David McCallum had been doing well appearing in such films A Night to Remember, The Great Escape, and The Greatest Story Ever Told (in which he played the role of the apostle Judas). But it was The Man From U.N.C.L.E. that made the blond actor with the Beatlesque haircut a household name in the mid-'60s.

The show, which debuted in 1964, starred Robert Vaughn as Napoleon Solo, an agent in a secretive, high-tech squad of crime fighters whose initials stood for United Network Command for Law and Enforcement. Despite the Cold War, the agency had an international staff, with McCallum as Illya Kuryakin, Solo's Russian sidekick. The role was relatively small at first, McCallum recalled, adding in a 1998 interview that "I'd never heard of the word ‘sidekick' before." The show drew mixed reviews but eventually caught on, particularly with teenage girls attracted by McCallum's good looks and enigmatic, intellectual character. By 1965, Illya was a full partner to Vaughn's character and both stars were mobbed during personal appearances. The series lasted until 1968. Vaughn and McCallum reunited in 1983 for a nostalgic TV movie, The Return of the Man From U.N.C.L.E., in which the agents were lured out of retirement to save the world once more.

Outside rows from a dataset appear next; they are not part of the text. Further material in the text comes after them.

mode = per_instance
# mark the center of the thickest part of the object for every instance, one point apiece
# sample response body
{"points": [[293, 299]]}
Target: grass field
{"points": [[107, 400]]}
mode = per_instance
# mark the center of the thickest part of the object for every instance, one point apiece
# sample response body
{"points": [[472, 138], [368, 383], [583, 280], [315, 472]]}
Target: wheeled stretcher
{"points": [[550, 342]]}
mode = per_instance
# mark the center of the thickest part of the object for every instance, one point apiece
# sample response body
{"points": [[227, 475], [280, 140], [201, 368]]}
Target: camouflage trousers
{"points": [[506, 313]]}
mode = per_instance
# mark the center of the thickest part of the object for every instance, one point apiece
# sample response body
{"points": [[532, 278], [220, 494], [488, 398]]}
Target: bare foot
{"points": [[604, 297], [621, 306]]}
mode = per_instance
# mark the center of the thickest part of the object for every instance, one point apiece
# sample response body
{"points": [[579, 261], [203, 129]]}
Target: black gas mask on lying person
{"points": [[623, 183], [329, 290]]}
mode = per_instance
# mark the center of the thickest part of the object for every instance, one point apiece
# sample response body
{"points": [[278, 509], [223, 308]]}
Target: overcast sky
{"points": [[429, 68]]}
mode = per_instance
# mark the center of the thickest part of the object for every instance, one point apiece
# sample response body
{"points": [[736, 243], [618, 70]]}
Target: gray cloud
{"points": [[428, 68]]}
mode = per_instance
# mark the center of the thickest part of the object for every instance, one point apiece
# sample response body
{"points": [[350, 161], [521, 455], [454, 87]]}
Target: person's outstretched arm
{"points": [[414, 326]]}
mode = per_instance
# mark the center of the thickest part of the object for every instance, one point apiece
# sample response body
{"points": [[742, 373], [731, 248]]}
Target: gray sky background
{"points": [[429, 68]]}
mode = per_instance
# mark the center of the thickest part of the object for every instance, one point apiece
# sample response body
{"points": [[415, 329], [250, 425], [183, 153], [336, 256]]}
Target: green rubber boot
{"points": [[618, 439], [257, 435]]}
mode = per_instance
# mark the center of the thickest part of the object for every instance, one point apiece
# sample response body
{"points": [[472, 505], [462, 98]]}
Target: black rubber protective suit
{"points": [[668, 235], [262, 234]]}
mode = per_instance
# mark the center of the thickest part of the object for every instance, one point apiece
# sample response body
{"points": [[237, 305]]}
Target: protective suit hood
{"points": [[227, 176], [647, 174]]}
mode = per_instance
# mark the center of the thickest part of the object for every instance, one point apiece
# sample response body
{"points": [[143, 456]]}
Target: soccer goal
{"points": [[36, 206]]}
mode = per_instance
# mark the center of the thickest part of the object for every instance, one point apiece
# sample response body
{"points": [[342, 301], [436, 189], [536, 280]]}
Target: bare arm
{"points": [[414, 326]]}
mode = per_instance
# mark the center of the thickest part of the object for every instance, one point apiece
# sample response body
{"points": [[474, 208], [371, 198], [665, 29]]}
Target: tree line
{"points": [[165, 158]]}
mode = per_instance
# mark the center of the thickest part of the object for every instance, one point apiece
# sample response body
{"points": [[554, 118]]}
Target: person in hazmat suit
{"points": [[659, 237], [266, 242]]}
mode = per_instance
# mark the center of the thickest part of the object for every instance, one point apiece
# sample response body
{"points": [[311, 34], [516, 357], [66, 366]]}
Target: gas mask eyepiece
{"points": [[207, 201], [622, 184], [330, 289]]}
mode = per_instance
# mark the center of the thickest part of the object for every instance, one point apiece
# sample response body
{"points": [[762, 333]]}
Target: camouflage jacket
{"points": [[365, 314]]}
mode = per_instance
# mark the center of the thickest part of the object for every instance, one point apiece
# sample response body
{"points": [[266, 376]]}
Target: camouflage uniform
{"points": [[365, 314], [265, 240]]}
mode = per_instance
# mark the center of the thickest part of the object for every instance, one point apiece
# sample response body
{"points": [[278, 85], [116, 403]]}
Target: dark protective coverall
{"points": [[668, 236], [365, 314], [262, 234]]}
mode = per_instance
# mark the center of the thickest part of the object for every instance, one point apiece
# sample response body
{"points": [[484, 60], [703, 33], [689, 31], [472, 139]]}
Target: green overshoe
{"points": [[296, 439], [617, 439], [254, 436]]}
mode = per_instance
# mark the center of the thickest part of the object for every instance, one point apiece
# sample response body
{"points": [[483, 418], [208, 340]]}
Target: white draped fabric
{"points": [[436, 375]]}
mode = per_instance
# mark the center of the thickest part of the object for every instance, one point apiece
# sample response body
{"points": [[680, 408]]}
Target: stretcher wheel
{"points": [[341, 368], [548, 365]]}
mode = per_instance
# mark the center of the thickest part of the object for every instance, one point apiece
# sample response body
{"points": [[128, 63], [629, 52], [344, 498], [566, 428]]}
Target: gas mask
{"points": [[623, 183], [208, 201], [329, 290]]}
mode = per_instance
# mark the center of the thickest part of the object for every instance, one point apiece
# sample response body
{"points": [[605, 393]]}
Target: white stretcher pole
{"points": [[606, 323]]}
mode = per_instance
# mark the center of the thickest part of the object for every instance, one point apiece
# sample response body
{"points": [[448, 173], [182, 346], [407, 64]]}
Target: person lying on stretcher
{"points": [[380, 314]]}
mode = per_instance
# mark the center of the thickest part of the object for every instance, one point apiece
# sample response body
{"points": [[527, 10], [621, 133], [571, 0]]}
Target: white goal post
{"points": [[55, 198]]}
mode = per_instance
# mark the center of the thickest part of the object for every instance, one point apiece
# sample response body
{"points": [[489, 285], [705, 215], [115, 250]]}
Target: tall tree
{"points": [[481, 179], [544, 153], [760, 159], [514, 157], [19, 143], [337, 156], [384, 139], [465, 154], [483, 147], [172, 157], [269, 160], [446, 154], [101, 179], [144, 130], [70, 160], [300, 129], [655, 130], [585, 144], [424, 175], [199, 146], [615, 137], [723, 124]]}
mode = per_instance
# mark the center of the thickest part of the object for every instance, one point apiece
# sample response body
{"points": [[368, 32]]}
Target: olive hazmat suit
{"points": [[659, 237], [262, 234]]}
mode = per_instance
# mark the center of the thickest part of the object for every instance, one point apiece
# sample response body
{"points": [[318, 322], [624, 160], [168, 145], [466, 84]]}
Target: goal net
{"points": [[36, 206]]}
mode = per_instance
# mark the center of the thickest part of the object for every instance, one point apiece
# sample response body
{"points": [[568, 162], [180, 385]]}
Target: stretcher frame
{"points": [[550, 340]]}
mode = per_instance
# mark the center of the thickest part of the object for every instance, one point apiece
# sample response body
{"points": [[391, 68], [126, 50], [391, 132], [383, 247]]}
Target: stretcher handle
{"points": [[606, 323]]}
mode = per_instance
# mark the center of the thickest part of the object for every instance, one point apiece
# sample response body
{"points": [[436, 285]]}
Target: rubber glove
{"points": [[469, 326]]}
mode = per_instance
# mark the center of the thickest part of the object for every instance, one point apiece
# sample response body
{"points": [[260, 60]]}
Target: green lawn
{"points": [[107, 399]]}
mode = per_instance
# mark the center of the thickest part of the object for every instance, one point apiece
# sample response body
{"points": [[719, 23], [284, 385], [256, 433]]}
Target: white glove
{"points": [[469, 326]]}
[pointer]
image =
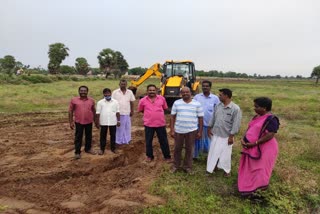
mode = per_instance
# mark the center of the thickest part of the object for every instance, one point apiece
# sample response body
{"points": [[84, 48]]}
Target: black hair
{"points": [[264, 102], [83, 86], [226, 91], [207, 81], [151, 85], [106, 90]]}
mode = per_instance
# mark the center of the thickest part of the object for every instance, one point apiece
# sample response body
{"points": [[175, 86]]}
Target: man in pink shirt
{"points": [[152, 107], [82, 109]]}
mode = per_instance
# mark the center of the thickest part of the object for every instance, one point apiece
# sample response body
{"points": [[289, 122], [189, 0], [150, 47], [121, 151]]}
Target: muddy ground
{"points": [[39, 175]]}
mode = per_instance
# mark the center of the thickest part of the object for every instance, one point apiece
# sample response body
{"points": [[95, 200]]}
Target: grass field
{"points": [[295, 184]]}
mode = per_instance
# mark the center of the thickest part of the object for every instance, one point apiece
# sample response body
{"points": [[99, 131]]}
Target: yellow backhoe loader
{"points": [[173, 76]]}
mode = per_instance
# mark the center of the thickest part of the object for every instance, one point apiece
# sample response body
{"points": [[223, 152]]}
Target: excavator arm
{"points": [[153, 70]]}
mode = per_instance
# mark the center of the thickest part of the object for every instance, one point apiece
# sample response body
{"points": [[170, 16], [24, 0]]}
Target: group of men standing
{"points": [[113, 113], [204, 124]]}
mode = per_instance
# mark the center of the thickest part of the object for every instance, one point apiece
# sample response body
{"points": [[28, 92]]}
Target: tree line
{"points": [[110, 62]]}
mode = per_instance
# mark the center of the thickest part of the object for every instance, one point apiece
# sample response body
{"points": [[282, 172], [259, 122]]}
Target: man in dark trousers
{"points": [[152, 107], [81, 115]]}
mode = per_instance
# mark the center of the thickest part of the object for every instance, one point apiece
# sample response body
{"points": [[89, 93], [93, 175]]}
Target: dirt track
{"points": [[39, 175]]}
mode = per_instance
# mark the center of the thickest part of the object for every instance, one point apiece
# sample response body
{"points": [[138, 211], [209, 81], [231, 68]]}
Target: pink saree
{"points": [[256, 163]]}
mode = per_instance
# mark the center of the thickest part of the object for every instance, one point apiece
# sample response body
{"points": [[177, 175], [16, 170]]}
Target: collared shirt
{"points": [[208, 103], [153, 111], [187, 115], [84, 110], [108, 112], [226, 120], [124, 100]]}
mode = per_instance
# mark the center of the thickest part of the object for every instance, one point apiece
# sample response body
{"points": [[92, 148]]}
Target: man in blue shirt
{"points": [[208, 102]]}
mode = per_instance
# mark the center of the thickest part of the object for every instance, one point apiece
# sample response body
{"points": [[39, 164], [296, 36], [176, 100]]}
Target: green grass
{"points": [[295, 182]]}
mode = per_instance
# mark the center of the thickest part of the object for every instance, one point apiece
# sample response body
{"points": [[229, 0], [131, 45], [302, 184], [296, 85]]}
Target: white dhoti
{"points": [[219, 150]]}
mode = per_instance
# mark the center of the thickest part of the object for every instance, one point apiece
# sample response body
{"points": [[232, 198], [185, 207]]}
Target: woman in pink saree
{"points": [[260, 149]]}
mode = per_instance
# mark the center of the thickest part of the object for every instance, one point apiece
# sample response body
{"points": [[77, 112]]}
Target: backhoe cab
{"points": [[174, 75]]}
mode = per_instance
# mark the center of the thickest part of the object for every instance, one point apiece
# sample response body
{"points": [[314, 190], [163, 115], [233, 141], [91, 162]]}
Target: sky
{"points": [[267, 37]]}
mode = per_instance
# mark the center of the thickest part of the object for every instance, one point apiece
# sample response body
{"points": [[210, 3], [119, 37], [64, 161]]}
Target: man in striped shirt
{"points": [[186, 125]]}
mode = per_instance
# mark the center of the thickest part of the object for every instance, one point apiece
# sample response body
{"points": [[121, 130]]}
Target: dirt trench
{"points": [[39, 175]]}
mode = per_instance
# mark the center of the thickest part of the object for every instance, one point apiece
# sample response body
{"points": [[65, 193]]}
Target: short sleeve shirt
{"points": [[108, 112], [187, 115], [84, 110], [124, 100], [153, 111]]}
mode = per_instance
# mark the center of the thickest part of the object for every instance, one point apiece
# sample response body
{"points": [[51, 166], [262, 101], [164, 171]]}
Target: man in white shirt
{"points": [[107, 117]]}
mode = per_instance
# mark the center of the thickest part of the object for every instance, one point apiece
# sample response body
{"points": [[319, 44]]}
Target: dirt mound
{"points": [[38, 173]]}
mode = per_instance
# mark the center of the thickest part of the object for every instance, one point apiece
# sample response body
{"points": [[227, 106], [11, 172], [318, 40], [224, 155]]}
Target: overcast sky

McCallum returned to television in 2003 in another series with an agency known by its initials – CBS' NCIS. He played Dr. Donald "Ducky" Mallard, a bookish pathologist for the Naval Criminal Investigation Service, an agency handling crimes involving the Navy or the Marines. Mark Harmon played the NCIS boss. McCallum said he thought Ducky, who sported glasses and a bow tie and had an eye for pretty women, "looked a little silly, but it was great fun to do." He took the role seriously, too, spending time in the Los Angeles coroner's office to gain insight into how autopsies are conducted.

McCallum's work with U.N.C.L.E. brought him two Emmy nominations, and he got a third as an educator struggling with alcoholism in a 1969 Hallmark Hall of Fame drama called Teacher, Teacher.